La philanthropie est un métier à part. Et personne ne le sait mieux que Luc Tayart de Borms qui a dirigé la Fondation Roi Baudouin pendant plus d’un quart de siècle. A la veille de son départ à la retraite, il en a rappelé les principales caractéristiques à Trends-Tendances.

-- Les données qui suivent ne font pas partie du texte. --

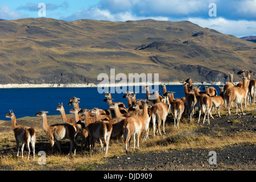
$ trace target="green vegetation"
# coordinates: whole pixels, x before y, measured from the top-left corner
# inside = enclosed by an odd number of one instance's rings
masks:
[[[0,25],[0,84],[97,83],[110,68],[154,71],[160,81],[228,81],[229,72],[256,68],[254,43],[187,21],[40,18]]]

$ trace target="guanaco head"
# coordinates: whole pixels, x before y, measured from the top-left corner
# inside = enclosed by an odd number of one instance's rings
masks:
[[[80,109],[80,110],[78,112],[78,114],[79,115],[82,115],[82,114],[85,114],[86,115],[87,114],[87,112],[89,112],[90,110],[86,109]]]
[[[110,100],[113,101],[114,99],[113,99],[112,98],[107,97],[103,100],[103,102],[109,102],[109,101],[110,101]]]
[[[163,96],[168,96],[170,94],[174,94],[174,93],[175,93],[176,92],[174,92],[167,91],[165,93],[164,93]]]
[[[118,105],[120,102],[114,102],[110,104],[109,106],[109,109],[114,109],[116,105]]]
[[[163,95],[163,96],[162,96],[161,98],[161,101],[165,103],[166,102],[166,99],[167,98],[167,96]]]
[[[98,111],[102,110],[102,109],[97,108],[97,107],[94,107],[92,109],[90,110],[90,113],[93,113],[93,114],[96,114],[97,113]]]
[[[242,75],[243,73],[245,73],[245,71],[244,70],[240,70],[239,72],[237,72],[237,75]]]
[[[61,104],[59,103],[59,105],[57,106],[57,107],[56,107],[55,109],[56,110],[61,110],[63,109],[63,104],[61,102]]]
[[[10,110],[10,113],[9,113],[8,114],[6,114],[5,115],[5,117],[11,118],[14,115],[14,113],[13,113],[12,110]]]
[[[232,73],[230,73],[229,72],[229,75],[230,76],[233,76],[234,75],[234,72],[233,72]]]
[[[128,94],[128,97],[131,98],[132,99],[134,99],[135,97],[137,94],[137,92],[135,93],[130,93]]]
[[[73,107],[72,109],[69,110],[69,113],[76,113],[76,112],[78,112],[80,110],[81,110],[81,109],[80,109],[80,108]]]
[[[75,106],[75,105],[77,103],[79,103],[80,102],[80,101],[70,101],[69,102],[68,102],[68,105],[69,106]]]
[[[134,104],[132,106],[131,106],[131,109],[133,109],[133,110],[137,110],[139,108],[139,105],[138,104]]]
[[[149,88],[148,85],[146,85],[141,90],[142,90],[142,91],[144,91],[144,90],[146,90],[147,88]]]
[[[79,98],[77,98],[76,97],[72,97],[71,98],[69,98],[69,102],[71,101],[78,101],[78,100],[80,100],[80,99]]]
[[[130,93],[133,93],[133,92],[127,91],[126,93],[125,93],[125,95],[123,96],[123,98],[128,98],[128,95]]]
[[[146,106],[153,106],[154,104],[152,102],[150,102],[148,100],[141,100],[141,103],[142,104],[142,105],[146,105]]]
[[[46,113],[48,113],[48,111],[45,111],[42,110],[42,111],[39,111],[38,113],[37,113],[36,114],[36,116],[42,116],[42,117],[43,117],[43,116],[44,115],[44,114],[46,114]]]
[[[188,78],[186,80],[185,80],[185,82],[187,82],[188,84],[188,82],[189,82],[190,80],[191,80],[191,78],[189,77],[189,78]]]
[[[112,98],[110,91],[109,91],[109,93],[105,94],[104,97],[107,97],[107,98]]]
[[[207,90],[207,89],[208,89],[209,88],[209,86],[205,86],[203,88],[203,90]]]

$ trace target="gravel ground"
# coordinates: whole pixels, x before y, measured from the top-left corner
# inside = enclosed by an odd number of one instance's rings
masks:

Après plus d’un quart de siècle à la tête de la Fondation Roi Baudouin, Luc Tayart de Borms (65 ans) a pris sa retraite en ce début du mois de mai. Il transmet le flambeau à Brieuc Van Damme, jusqu’il y a peu directeur général du département Soins de santé à l’Inami. Eh oui, la plus grande fondation philanthropique du pays est en excellente santé: depuis l’arrivée de Luc Tayart de Borms, la valeur du portefeuille a gonflé de 80 millions, à 1,5 milliard d’euros. Grâce à d’innombrables généreux donateurs qui, en Belgique, proviennent souvent de la classe moyenne aisée et n’ont pas d’enfants.
L’administrateur délégué en partance ne quitte pas totalement la scène. Luc Tayart de Borms continuera à siéger comme citoyen dans plusieurs des plus de 4.000 comités de gestion de la Fondation. Il restera également administrateur du Fonds Anticancer. “Quand on est passionné par le social, c’est un privilège de travailler ici, dit-il. C’est une expérience très riche d’un point de vue intellectuel et on a parfois l’impression de pouvoir changer un peu les choses.”
Profil
- Né en 1957
- Master en sciences morales à l’université de Gand
- Directeur général de la Fondation Roi Baudouin en 1996
- Président, puis vice-président du Centre européen des fondations, de 2000 à 2004
- Exerce des fonctions au sein de différents organismes européens et internationaux, tels que le Council on Foundations, le Network of European Foundations for Innovative Cooperation, ou l’Association européenne de “venture philanthropy”.
TRENDS-TENDANCES. Comment le secteur de la philanthropie a-t-il évolué au cours de ce quart de siècle?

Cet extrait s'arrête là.